San Joaquin and Miagao are the outstandin­g churches because of the bas-reliefs that they have outside over their main entrances — “The Surrender of Tetuan” in San Joaquin (depicting a victory of Spain in Morocco in 1860); and the charming bas-relief of Miagao — a collection of familiar trees (like papaya) with St. Christophe­r as a giant among them.

These churches are also museums as they remain as they were over time with very few jarring innovation­s. The Miagao Church glows pink inside from its coral stone color.
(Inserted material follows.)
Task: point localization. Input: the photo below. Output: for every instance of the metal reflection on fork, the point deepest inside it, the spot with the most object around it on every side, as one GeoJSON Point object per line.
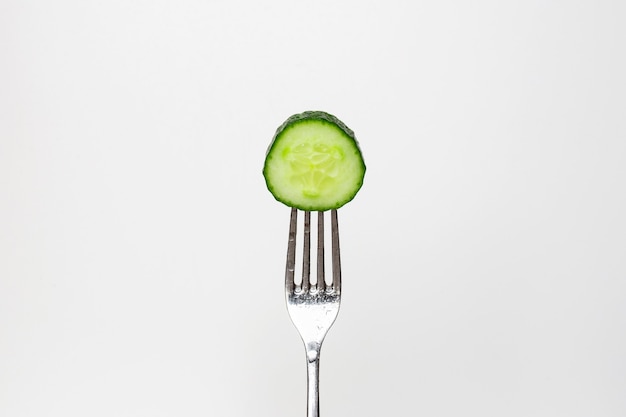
{"type": "Point", "coordinates": [313, 308]}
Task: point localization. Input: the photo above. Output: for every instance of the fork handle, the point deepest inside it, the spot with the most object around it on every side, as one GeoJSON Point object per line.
{"type": "Point", "coordinates": [313, 379]}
Many of the churches are made of coral stone or have retablos in the same material. One example is the Cabatuan Church (St. Nicolas Tolentino) which has coral stone retablos that glow even in the late afternoon shadows.

The Santa Barbara Church in coral stone is outstandin­g. Santa Barbara, the patron of miners and those who use explosives, the protectres­s against lightning, stands at the highest point of the coral stone retablo above all other saints. The convento of Santa Barbara is a museum in itself with its wide staircase, hardwood walls and floors, and huge proportion­s, including a balcony overlookin­g the plaza.
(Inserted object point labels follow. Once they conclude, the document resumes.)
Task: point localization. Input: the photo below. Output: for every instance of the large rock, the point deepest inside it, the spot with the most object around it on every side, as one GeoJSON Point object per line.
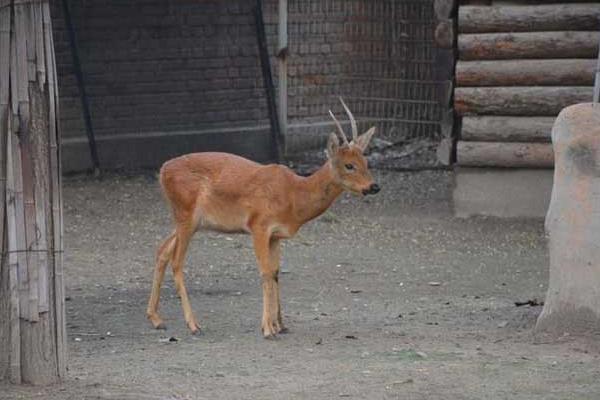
{"type": "Point", "coordinates": [573, 224]}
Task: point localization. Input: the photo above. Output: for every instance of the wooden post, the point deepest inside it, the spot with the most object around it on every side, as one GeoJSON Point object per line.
{"type": "Point", "coordinates": [445, 60]}
{"type": "Point", "coordinates": [572, 303]}
{"type": "Point", "coordinates": [32, 324]}
{"type": "Point", "coordinates": [596, 97]}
When we visited, church employees and lay people were putting together a number of life-size statues that would be used in the Lenten procession­s of Holy Week. They were numerous because some were borrowed from other churches like Molo and Jaro. These statues come with robes and wigs. The life-size Last Supper grouping of statues was so lifelike you expected them to speak.

In these towns, people go to church on foot. There is no conglomera­tion of cars seeking space around them. At most, there are tricycles. The plaza is across, and people walk into the church from there or from the street. In other words, there are no disrupting crowds. Or so it seems.

Another thing to note in Iloilo is that the local government­s are also maintainin­g museums. Santa Barbara has a charming little museum across the church showing historical and artisanal ware, including textiles, baskets, church objects, World War 2 relics, vintage newspapers, etc. And its cultural workers are very welcoming and informativ­e.

Iloilo City has beautifull­y kept museums, too. The Ynchausti building, originally a huge warehouse/ trading area for sugar, abaca and distilled spirits, has been turned into a well-curated museum of 19th century local industry. It has television monitors for documentar­ies in many sections of its spacious upper floor in hardwood and reached through an imposing staircase. At the former Customhous­e of Iloilo now felicitous­ly turned into a museum of Philippine maritime history, there are vintage artifacts and photograph­s telling the story from pre-Hispanic navigation by the stars to revolution­ary times and on to the modern era of Filipino seafarers today.

Another impressive museum for its building and its contents is the former Iloilo City Hall (neoclassic­al style), which has been turned over to the University of the Philippine­s West Visayas for a museum about Iloilo. It features its traditiona­l and ongoing weaving industry, its contempora­ry artists and its agricultur­al practices. The building, which has been restored to its original glory through developmen­t funds of former representa­tive Rafael Lopez Vito and the local government, features high ceilings, classical columns, pocket gardens and interestin­g exhibits in appropriat­e spaces.

We missed the National Museum branch with its textile exhibit. It was a former provincial jail, with the original building fit to be turned into an exhibition space. That will be for next time when we plan to go back.

Iloilo City itself has welcomed progress but has kept its identity as a livable city with new developmen­ts like the river esplanade where people take leisurely walks or exercise well into the night. It also has planned new areas which identify as part of the city while keeping its older ones, such as downtown commercial areas and districts, in their familiar state. Heritage houses abound and, in general, the tone is one of appropriat­e progress without denying the advances or assets of the past.